We have studied the interaction between 2D nanomaterials (nanosheets) and lipid membranes recently. Hydrophobic nanosheets could extract lipids and then insert into lipid membranes, which is very important for the cytotoxicity of nanosheets. Interestingly, we found that the lipid extraction behavior depends on the phase state of lipids that can be changed by temperature, lipid components, etc. In addition, the insertion of nanosheets into lipid membranes could lead to the ordering of lipids, which may perturb the function of transmembrane proteins.
Peripheral membrane proteins and transmembrane proteins could influence the physical state and functions of lipids, and vice versa. Utilizing molecular dynamics (MD) simulations and other computational analyses, we aim to explore the relationship or coupling between proteins and lipids, including the membrane remodeling by BAR (Bin-Amphiphysin-Rvs) family proteins, the reversible gating of protein channels stimulated by the lateral pressure of lipid membranes, etc.

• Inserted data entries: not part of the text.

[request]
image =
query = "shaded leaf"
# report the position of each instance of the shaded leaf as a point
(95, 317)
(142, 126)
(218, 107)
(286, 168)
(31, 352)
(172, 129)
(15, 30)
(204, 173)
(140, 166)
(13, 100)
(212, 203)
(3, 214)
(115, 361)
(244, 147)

The BAR (Bin-Amphiphysin-Rvs) domain undergoes dimerization to produce a curved protein structure, which superimposes onto membrane through electrostatic interactions to sense and impart membrane curvature. In some cases, a BAR domain also possesses an amphipathic helix that inserts into the membrane to induce curvature. ACAP1 (Arfgap with Coil coil, Ankyrin repeat, and PH domain protein 1) contains a BAR domain. Here, we show that this BAR domain can neither bind membrane nor impart curvature, but instead requires a neighboring PH (Pleckstrin Homology) domain to achieve these functions. Specific residues within the PH domain are responsible for both membrane binding and curvature generation. The BAR domain adjacent to the PH domain instead interacts with the BAR domains of neighboring ACAP1 proteins to enable clustering at the membrane. Thus, we have uncovered the molecular basis for an unexpected and unconventional collaboration between PH and BAR domains in membrane bending.
Combining DFT calculations and MD simulations, we explore physics in energy-storage materials such as Li-ion batteries, Na-ion betteries, and supercapacitors. With DFT calculations, we evaluate the energy-storage properties of nanomaterials (especially 2D materials), and predict novel electrode materials. MD simulations are implemented to explore the structural characteristics and physical behaviors of ions and electrolytes on the interface between electrodes and electrolytes.
We have studied the storage of Na-ion on MXene-family electrodes, and concluded that large charge transfer and small lattice mismatch are beneficial to the storage of Na-ions. We investigated the structure of ionic liquid electrolytes in electric double layers of supercapacitors, and clarified the charge-driven ordering transition and the role of electrolyte structures.